Construction • Insurance

Proportionate liability and homeowner protection: will the safeguards be enough?

13 May 2026

This is the second of our articles exploring issues arising from the Government’s proposed switch to proportionate liability from the current setting of joint and several liability.

In our first article in this series Upcoming change from joint and several liability to proportionate liability, we explored the practical difference between joint and several liability and proportionate liability.  In simple terms, joint and several liability allows a claimant to recover the full loss from any one responsible party, leaving that party to sort out contribution issues later.  Proportionate liability takes a different approach: each party is only responsible for its share.  If another contributor cannot meet their portion of liability, the gap is not redistributed – it remains.

On 24 November 2025, the Government released some detail on how it proposes to protect homeowners under the new settings.  The package includes mandatory home warranties for certain residential buildings, compulsory professional indemnity insurance for design professionals, and increased disciplinary consequences for licensed building practitioners who act negligently.

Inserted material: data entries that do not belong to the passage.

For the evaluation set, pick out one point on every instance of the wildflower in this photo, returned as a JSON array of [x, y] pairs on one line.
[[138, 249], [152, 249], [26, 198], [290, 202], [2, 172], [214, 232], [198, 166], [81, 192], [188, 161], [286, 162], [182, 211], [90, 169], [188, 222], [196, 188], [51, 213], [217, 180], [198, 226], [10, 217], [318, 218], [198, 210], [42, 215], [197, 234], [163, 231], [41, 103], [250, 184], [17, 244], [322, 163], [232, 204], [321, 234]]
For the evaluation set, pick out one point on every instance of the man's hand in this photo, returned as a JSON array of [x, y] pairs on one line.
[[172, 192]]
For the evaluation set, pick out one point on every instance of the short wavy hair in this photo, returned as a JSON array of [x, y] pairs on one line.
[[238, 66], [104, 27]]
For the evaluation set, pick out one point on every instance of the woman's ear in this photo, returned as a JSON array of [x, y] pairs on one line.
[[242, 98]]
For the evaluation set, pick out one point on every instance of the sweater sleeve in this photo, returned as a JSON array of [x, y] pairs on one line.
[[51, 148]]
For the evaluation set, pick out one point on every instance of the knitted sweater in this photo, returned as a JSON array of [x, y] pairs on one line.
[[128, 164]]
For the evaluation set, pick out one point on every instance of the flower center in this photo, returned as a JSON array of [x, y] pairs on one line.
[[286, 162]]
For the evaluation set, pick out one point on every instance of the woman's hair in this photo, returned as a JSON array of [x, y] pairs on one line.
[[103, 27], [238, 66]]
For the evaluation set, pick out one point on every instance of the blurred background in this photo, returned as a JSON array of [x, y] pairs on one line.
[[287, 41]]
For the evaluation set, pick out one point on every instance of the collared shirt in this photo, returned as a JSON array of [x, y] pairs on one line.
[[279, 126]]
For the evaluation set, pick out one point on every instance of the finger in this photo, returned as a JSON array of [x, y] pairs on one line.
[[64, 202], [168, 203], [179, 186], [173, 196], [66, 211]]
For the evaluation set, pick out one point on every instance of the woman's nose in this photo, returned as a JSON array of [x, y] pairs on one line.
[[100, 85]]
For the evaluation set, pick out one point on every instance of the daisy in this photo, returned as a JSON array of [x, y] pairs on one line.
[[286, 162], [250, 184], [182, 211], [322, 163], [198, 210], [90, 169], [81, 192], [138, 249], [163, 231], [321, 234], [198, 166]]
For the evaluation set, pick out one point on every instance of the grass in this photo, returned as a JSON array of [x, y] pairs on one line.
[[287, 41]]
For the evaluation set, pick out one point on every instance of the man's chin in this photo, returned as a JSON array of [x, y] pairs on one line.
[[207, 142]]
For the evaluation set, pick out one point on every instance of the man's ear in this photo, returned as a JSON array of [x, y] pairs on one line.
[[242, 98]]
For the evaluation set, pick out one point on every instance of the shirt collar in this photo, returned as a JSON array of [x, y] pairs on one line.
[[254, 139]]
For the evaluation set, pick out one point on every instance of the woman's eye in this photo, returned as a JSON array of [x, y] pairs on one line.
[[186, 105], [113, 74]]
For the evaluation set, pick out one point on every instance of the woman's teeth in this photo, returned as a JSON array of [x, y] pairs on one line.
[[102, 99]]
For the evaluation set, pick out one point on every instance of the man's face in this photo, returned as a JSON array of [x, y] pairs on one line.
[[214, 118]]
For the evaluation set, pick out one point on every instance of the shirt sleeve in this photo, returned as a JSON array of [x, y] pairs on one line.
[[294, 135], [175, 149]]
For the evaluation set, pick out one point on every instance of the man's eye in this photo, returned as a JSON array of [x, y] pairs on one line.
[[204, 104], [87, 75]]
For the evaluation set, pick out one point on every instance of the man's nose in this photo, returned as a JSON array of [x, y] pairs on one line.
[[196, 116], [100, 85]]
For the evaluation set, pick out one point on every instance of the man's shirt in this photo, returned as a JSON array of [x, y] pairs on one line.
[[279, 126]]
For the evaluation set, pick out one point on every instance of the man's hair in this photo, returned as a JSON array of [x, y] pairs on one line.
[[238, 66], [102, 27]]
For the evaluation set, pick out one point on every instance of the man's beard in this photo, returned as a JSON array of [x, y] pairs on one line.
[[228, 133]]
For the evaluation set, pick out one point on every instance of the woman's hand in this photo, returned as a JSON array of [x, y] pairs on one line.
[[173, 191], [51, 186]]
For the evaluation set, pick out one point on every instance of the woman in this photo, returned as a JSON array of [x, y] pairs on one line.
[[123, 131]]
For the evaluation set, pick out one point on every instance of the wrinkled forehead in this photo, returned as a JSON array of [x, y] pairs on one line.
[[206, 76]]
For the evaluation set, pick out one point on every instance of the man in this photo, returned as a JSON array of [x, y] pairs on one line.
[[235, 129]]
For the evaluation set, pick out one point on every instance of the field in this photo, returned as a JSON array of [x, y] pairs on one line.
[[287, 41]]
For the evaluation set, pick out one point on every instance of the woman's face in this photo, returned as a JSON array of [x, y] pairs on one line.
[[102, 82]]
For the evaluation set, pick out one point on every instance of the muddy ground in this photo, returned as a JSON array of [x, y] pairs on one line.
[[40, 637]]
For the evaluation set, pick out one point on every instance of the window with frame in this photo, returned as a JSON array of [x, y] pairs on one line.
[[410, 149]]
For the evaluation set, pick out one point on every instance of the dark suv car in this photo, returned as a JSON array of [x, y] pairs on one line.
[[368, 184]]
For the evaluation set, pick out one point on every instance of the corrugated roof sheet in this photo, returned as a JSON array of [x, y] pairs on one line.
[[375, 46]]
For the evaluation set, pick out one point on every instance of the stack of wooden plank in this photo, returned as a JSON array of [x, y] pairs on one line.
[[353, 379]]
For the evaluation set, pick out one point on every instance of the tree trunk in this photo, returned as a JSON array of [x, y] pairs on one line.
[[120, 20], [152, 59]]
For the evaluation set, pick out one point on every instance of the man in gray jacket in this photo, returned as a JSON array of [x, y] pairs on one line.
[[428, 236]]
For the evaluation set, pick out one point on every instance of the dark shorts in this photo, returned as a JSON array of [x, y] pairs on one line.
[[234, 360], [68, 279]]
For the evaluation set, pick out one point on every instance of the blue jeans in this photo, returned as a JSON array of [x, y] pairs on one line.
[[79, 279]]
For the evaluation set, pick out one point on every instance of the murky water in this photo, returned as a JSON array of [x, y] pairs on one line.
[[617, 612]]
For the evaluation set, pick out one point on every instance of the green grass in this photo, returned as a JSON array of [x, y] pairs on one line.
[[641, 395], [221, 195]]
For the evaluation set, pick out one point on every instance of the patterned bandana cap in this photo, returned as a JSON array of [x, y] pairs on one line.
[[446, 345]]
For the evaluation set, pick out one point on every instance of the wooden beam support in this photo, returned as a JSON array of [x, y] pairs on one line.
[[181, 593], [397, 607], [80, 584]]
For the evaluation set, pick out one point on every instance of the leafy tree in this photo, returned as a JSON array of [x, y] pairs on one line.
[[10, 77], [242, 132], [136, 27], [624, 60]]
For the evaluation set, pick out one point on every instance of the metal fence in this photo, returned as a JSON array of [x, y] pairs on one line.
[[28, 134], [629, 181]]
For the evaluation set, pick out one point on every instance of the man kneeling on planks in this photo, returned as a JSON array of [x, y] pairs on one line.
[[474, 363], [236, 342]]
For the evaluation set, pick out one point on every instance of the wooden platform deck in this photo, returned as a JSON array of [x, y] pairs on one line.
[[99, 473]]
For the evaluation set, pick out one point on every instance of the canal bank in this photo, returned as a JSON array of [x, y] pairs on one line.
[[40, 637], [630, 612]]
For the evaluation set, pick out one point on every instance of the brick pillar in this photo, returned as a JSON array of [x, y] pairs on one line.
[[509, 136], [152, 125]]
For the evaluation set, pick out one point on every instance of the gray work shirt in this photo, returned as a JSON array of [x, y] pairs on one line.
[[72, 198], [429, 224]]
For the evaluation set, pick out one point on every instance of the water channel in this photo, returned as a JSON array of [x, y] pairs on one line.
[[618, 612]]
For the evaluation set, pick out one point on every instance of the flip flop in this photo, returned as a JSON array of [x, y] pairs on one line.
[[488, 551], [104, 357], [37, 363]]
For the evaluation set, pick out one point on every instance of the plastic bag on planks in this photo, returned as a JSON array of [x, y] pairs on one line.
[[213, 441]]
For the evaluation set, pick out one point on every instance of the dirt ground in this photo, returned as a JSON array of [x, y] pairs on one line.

These measures are intended to reduce homeowners’ exposure to unrecoverable loss under a proportionate liability regime. Whether they will do so in practice remains an open question.

Home warranties: broad coverage, but a clear boundary 

The proposed mandatory home warranties will apply to residential buildings of up to three storeys, as well as to higher-value renovations involving restricted building work and requiring a building consent.  In New Zealand terms, that is a wide net.  Most homes are low-rise, meaning a significant proportion of homeowners will benefit from a defined defects period and longer-term structural cover.

In a proportionate liability environment, that protection matters.  Where a builder or developer later fails, a warranty can provide an alternative pathway to recovery – one that does not depend on identifying, suing, and enforcing judgments against multiple parties.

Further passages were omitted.